Visit https://lawhelpinteractive.org/FindForms to find out if forms are available for nonprofit advocate and volunteer use in your state.

More Resources

Here is a listing of additional resources that Pro Bono Net helps to provide volunteer attorneys and legal professionals. For more information visit http://www.probono.net

Disaster Legal Aid http://www.disasterlegalaid.org/ – A national site designed to help advocates and volunteers navigate FEMA applications and appeals, and assist disaster survivors facing with other legal needs.

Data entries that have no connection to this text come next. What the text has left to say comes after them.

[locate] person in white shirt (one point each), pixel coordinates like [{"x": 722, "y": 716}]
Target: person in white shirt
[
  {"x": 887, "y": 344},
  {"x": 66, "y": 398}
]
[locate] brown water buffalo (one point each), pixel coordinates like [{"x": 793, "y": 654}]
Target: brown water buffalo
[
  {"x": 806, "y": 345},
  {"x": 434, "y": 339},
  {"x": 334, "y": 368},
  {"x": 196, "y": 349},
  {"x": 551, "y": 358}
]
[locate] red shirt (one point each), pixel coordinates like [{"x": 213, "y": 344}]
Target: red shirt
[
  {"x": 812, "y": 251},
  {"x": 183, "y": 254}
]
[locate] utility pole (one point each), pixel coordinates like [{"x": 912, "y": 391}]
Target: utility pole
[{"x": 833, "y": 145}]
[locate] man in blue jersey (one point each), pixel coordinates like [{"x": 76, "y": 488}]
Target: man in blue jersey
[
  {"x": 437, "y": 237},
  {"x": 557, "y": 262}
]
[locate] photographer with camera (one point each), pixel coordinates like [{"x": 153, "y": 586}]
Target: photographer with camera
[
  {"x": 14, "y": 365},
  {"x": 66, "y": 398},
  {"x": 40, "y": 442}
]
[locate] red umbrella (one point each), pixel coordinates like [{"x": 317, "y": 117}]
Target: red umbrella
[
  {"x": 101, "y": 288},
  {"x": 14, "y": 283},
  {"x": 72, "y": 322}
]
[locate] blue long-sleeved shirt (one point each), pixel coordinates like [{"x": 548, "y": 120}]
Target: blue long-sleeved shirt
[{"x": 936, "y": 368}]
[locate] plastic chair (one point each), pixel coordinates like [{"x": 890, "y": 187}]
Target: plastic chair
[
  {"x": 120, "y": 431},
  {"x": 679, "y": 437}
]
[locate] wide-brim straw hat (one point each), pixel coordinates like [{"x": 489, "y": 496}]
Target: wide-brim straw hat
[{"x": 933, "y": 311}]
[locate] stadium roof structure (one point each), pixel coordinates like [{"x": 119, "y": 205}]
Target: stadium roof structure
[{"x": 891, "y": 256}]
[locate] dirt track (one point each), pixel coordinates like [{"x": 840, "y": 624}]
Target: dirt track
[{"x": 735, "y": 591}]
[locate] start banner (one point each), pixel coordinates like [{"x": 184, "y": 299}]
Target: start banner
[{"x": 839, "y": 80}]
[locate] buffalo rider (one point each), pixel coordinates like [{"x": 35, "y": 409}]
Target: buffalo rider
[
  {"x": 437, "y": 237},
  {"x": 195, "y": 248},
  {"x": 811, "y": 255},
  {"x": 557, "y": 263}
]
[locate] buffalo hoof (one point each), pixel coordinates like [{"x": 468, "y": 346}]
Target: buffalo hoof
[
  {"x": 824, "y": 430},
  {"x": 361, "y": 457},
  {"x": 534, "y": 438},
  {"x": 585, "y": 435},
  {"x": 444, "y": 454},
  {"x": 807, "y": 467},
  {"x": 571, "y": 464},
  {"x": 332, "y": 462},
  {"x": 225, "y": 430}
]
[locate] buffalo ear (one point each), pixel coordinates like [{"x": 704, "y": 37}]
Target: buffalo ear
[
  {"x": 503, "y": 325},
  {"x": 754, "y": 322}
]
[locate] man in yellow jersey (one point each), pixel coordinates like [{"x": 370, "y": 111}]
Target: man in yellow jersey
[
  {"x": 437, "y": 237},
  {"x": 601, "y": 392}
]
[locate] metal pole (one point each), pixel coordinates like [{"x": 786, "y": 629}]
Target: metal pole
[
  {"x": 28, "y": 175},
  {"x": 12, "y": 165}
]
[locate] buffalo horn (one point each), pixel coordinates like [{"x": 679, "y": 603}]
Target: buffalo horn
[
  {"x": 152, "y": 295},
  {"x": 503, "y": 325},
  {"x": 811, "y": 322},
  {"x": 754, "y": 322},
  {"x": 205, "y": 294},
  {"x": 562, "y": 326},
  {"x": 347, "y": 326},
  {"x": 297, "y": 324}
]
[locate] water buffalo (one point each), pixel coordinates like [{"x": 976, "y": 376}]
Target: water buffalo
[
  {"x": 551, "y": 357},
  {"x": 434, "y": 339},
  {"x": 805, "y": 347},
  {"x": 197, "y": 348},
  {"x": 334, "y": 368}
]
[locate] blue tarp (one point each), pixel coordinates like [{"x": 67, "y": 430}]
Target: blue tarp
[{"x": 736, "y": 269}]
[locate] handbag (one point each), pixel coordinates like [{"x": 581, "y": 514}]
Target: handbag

Pro Bono To Go in MN http://www.projusticemn.org/collections/   – A Minnesota statewide mobile tool which provides mobile guides and checklists to Pro Bono volunteers on their smart phones

The National Domestic Violence Pro Bono Directory http://www.probono.net/dv/ – Online searchable directory that provides access to volunteer opportunities related to Domestic Violence

The Immigration Advocates Network Volunteer Opportunities Guide http://www.immigrationadvocates.org/probono/volunteer – Online searchable directory that provides access to volunteer opportunities related to Immigration issues

Military Pro Bono http://www.militaryprobono.org/probono/ – Online resources and searchable directory that provides access to volunteer opportunities related to military and veteran issues

Pro Bono Net is a national non-profit organization dedicated to increasing access to justice for the disadvantaged. Through innovative technology solutions and expertise in building and mobilizing justice networks, Pro Bono Net transforms the way legal help reaches the underserved. Comprehensive programs including www.probono.net, www.lawhelp.org and www.lawhelpinteractive.org, enable legal advocates to make a stronger impact, increase volunteer participation, and empower the public with resources and self-help tools to improve their lives.